緊急事態宣言・まん延防止等重点措置は全面解除され、緩和措置も全て終了し、飲食店は通常営業を再開しました。

期待と不安が入り混じる12月

本来12月は飲食店にとってクリスマスや忘年会シーズンでかき入れ時で大忙しの時期ですが、昨年に続き今年も厳しい状況に立たされています。

一部ディナーの客足が戻り始めるなど明るい兆しが見え始めた一方で、変異株の感染が広まりをみせています。

また、これまで自治体の時短要請に従い受け取っていた協力金の支給も10月分で終了し、利益を協力金で補填していた店舗にとってはこれからが正念場となります。

ディナー帯の動向は?

度重なる緊急事態宣言により、飲食店ではディナーよりもランチの客数が多いという逆転減少が続いていましたが、12月は忘年会やクリスマスといったイベントによりディナーがランチ客数を上回ったというデータが株式会社テーブルチェックより発表されました。

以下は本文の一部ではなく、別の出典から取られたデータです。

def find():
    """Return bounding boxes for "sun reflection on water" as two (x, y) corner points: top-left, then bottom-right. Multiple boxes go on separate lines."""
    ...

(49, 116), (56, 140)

一方日本経済新聞の報道では、11月末から12月はじめの来店客数は3週ぶり減と報じており、その原因としてディナー帯需要の戻りが鈍いことを挙げています。調査によってディナー帯の回復に対する見方は異なるようです。

なお、1月には沖縄県など3県にまん延防止等重点措置が適用されました。適用地域は知事の判断で時短営業や酒類提供の停止などの要請が可能になり、ディナー帯は再び苦戦することが予想されます。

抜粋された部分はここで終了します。